Ethiopian Electric Utility announced a revised electricity tariff enforceable since December 2018 scraping the old one. “The electricity revision was made based on the outcome of a study that hints the need to rehabilitate the electricity infrastructure, boost rural electric access coverage and improve service delivery supported by technology and taking in to account the current electricity price hike on regional and global levels as the utility could not be able to meet the societies’ energy demand with the current tariff it charges to consumers’’, reads the utility’s statement.
The utility made the tariff change at an increasing rate to all categories except for the lower energy consumers (<=50kwh) who are allowed to continue paying with the old tariff scale. As per the utility,” the consumers are expected to cover 25 percent of the cost of energy production (equivalent to the cost of energy production 12 years ago), the government covering 75 percent of the cost of the current energy production”. From the tariff scheme announced, however, one could note that the tariff is set at an increasing rate (non-flat) depending on the energy consumption levels. It is clearly visible that higher energy consumers are charged higher rates (against the fair tariff setting principles) that seems to cross subsidize the lower energy consumers.

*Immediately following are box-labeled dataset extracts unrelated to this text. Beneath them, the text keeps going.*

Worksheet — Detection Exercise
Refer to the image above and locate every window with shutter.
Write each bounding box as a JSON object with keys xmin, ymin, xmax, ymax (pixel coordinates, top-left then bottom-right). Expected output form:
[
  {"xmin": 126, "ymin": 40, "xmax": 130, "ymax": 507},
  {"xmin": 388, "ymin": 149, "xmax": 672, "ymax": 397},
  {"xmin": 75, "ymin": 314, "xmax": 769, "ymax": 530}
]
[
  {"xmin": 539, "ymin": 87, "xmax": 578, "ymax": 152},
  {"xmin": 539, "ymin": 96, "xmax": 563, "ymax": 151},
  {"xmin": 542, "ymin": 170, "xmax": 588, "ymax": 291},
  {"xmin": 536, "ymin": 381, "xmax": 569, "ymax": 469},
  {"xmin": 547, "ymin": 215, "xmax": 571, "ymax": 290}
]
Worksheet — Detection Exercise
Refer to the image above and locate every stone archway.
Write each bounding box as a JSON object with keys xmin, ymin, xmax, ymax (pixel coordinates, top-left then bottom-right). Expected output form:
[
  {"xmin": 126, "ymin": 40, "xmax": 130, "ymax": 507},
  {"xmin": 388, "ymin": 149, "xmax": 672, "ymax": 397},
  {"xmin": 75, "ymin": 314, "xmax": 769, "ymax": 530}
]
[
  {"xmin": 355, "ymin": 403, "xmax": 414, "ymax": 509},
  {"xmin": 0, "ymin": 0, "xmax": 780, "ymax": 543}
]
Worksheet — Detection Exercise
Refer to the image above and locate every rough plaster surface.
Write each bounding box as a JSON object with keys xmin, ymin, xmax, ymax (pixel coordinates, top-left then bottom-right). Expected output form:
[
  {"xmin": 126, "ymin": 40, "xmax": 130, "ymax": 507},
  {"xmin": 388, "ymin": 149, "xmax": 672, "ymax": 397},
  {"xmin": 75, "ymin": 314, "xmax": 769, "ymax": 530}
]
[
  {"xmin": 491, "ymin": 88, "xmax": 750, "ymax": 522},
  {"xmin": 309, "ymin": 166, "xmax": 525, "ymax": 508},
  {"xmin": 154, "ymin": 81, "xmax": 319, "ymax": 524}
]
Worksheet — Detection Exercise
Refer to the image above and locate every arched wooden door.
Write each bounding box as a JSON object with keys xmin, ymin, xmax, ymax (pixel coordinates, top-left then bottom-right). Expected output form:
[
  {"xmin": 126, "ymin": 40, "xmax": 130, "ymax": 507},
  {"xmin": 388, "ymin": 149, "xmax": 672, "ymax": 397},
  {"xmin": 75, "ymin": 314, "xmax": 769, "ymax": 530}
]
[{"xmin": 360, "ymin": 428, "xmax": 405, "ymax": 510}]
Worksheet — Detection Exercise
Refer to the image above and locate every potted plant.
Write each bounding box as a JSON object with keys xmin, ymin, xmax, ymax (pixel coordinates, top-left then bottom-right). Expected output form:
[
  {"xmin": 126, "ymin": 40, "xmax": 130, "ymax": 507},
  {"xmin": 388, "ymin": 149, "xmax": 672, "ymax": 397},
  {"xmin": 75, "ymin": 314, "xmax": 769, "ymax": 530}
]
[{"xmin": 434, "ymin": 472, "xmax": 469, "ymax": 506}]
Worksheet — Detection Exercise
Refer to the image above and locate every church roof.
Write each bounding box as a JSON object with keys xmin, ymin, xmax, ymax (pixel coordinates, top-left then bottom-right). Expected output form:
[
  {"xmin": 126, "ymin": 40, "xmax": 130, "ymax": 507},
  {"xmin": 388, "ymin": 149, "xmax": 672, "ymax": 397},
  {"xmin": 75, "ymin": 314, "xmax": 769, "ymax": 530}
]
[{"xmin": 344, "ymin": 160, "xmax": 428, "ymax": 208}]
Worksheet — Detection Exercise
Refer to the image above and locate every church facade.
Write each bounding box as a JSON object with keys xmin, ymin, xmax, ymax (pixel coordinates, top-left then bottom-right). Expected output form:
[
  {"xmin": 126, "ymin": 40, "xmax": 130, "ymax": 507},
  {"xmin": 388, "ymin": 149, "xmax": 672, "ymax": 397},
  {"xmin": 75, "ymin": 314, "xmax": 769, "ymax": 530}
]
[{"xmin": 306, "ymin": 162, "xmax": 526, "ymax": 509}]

It is too early to make a complete analysis of the tariff implications as the whole tariff scheme is not yet publicized. What is apparent right now is that the revised tariff will not still reflect the true cost of energy production, transmission, distribution and sales.

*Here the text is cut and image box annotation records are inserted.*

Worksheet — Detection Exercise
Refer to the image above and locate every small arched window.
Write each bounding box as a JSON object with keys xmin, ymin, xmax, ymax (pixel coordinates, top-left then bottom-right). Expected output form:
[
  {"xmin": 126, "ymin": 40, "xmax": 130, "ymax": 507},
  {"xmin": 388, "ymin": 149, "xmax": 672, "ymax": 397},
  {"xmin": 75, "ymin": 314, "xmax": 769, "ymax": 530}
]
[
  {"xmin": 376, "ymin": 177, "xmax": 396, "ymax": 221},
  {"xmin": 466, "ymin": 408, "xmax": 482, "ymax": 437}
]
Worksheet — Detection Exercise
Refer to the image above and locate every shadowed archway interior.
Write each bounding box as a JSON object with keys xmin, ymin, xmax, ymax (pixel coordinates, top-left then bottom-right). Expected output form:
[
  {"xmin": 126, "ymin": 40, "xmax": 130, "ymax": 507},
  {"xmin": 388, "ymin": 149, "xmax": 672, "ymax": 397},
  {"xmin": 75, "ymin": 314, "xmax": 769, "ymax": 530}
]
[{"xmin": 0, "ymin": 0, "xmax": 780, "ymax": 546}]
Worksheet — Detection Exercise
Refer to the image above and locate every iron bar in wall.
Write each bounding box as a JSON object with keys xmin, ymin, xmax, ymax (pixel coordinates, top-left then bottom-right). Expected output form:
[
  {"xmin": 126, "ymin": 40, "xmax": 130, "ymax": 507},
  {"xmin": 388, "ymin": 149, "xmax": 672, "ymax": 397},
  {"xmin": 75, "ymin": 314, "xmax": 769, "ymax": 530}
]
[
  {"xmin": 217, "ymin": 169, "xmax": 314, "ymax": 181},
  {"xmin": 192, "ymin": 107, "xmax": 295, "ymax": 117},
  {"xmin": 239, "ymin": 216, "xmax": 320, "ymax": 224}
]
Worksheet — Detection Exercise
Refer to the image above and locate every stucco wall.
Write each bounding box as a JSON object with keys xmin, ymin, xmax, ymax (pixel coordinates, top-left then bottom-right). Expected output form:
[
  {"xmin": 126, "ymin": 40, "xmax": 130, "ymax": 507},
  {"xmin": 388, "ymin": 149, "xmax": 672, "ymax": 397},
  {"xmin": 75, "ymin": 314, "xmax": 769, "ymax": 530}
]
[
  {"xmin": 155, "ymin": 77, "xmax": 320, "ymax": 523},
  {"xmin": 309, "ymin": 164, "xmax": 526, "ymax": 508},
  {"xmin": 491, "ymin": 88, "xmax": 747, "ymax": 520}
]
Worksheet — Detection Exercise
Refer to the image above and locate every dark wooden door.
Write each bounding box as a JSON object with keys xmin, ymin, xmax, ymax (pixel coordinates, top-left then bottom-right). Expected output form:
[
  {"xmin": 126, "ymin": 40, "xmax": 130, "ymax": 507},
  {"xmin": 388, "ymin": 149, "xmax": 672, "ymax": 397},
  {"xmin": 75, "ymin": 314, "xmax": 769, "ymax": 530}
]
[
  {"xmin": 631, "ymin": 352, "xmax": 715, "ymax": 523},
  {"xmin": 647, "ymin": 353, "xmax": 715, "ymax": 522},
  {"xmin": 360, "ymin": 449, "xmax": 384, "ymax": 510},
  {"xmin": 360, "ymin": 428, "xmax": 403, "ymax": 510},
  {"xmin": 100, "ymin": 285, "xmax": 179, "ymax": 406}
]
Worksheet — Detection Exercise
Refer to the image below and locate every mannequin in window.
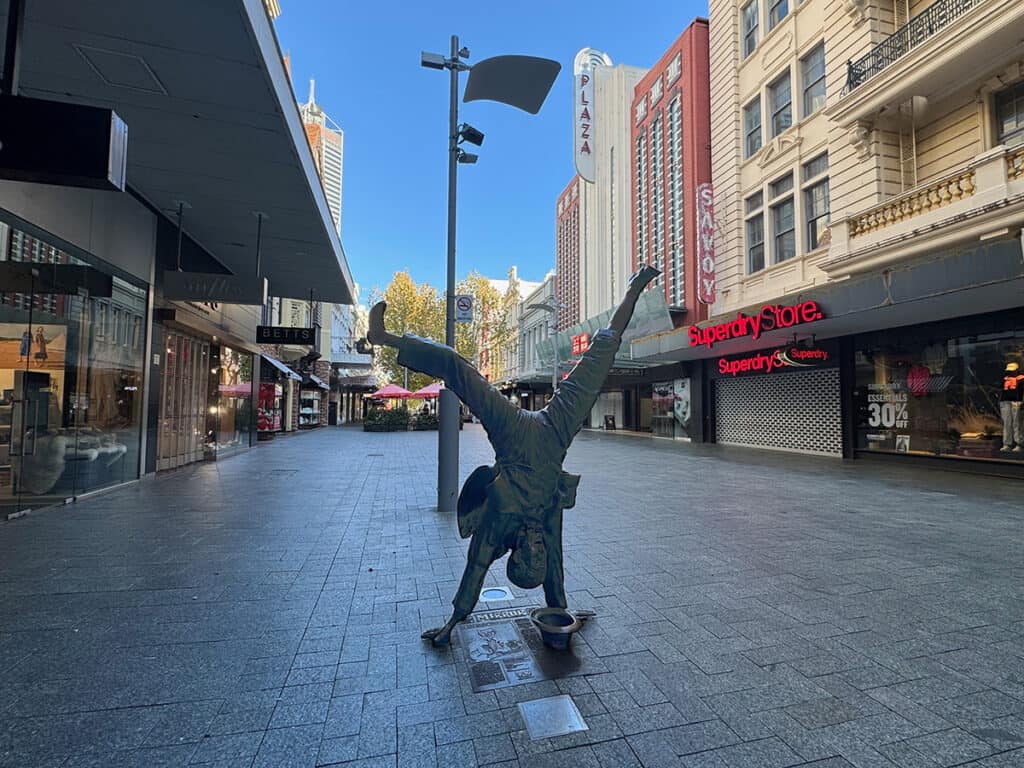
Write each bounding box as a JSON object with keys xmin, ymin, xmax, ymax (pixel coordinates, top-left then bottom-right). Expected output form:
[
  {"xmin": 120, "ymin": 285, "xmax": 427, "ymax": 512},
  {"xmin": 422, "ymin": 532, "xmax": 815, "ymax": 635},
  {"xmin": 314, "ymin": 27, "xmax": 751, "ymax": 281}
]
[{"xmin": 999, "ymin": 362, "xmax": 1024, "ymax": 453}]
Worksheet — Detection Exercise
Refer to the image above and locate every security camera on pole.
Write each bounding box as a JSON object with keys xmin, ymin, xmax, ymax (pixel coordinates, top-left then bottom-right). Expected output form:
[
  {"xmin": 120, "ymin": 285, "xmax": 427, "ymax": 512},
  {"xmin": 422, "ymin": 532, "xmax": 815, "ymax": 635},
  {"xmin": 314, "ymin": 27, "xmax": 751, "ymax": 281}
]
[{"xmin": 420, "ymin": 35, "xmax": 561, "ymax": 512}]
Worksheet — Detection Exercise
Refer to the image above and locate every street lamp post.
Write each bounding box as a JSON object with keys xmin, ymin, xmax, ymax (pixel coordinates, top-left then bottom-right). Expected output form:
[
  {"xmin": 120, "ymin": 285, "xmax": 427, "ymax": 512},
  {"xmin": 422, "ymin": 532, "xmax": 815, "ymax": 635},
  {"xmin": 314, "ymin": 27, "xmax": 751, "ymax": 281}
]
[{"xmin": 420, "ymin": 35, "xmax": 561, "ymax": 512}]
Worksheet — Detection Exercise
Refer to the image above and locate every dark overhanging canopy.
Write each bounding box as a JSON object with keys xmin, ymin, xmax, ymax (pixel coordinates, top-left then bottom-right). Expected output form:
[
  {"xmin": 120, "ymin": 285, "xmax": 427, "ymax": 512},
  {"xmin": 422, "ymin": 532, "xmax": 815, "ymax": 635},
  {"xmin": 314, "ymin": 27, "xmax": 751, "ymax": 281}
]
[{"xmin": 463, "ymin": 55, "xmax": 562, "ymax": 115}]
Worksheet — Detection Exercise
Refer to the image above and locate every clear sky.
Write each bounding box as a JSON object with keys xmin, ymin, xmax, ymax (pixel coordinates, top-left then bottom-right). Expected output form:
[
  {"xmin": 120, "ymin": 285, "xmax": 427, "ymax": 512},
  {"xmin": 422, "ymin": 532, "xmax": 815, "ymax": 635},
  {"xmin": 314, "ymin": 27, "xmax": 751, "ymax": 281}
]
[{"xmin": 275, "ymin": 0, "xmax": 708, "ymax": 302}]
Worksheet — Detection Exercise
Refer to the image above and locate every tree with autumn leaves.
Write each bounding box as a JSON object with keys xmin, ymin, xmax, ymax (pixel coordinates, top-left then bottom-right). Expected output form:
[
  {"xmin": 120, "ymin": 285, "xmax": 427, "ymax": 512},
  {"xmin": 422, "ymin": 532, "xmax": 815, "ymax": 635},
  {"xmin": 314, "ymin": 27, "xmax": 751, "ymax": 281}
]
[{"xmin": 370, "ymin": 269, "xmax": 519, "ymax": 391}]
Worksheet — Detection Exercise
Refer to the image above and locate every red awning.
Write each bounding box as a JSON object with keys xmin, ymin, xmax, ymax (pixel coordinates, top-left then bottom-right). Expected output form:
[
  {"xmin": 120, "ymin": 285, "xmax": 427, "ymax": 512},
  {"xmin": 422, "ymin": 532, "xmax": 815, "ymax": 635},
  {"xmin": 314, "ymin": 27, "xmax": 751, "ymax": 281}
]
[
  {"xmin": 410, "ymin": 381, "xmax": 444, "ymax": 400},
  {"xmin": 217, "ymin": 382, "xmax": 253, "ymax": 397},
  {"xmin": 370, "ymin": 384, "xmax": 413, "ymax": 400}
]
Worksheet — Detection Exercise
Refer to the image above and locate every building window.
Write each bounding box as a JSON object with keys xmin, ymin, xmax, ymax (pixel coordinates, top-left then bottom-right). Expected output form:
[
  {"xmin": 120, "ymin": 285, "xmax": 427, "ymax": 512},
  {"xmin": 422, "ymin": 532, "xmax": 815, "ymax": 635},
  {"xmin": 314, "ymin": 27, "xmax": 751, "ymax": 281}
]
[
  {"xmin": 802, "ymin": 153, "xmax": 829, "ymax": 251},
  {"xmin": 769, "ymin": 173, "xmax": 797, "ymax": 264},
  {"xmin": 744, "ymin": 193, "xmax": 765, "ymax": 274},
  {"xmin": 768, "ymin": 71, "xmax": 793, "ymax": 136},
  {"xmin": 634, "ymin": 94, "xmax": 647, "ymax": 123},
  {"xmin": 742, "ymin": 0, "xmax": 759, "ymax": 58},
  {"xmin": 800, "ymin": 43, "xmax": 825, "ymax": 118},
  {"xmin": 995, "ymin": 81, "xmax": 1024, "ymax": 144},
  {"xmin": 768, "ymin": 0, "xmax": 790, "ymax": 30},
  {"xmin": 650, "ymin": 76, "xmax": 662, "ymax": 106},
  {"xmin": 743, "ymin": 96, "xmax": 761, "ymax": 158},
  {"xmin": 665, "ymin": 53, "xmax": 683, "ymax": 85}
]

- How much is the cross subsidy? And how much is the government subsidy?
- What impact would the new tariff play on the investment decisions of the energy and power sectors?
- What impact would the new tariff play on the overall none energy sectors’ investment decisions?
- How much would the revenue gained from the new tariff help the utility meet its objectives?
- How do consumers see the tariff revision?
- Who should set electricity tariffs in Ethiopia?
Theoretically, tariff setting is guided by objectives and desirable characteristics (highlighted below). In the upcoming analysis, I will dive deep and come up with answers to the questions posed here and provide additional insights. Keep visiting the site!
Objectives of a tariff
Like other commodities, electrical energy is also sold at such a rate so that it not only returns the cost but also earns reasonable profit. Therefore, a tariff should include the following items.
- Recovery of cost of producing electrical energy at the power station.
- Recovery of cost on the capital investment in transmission and distribution systems.
- Recovery of cost of operation and maintenance of supply of electrical energy e.g., metering equipment, billing etc.
- A suitable profit on the capital investment.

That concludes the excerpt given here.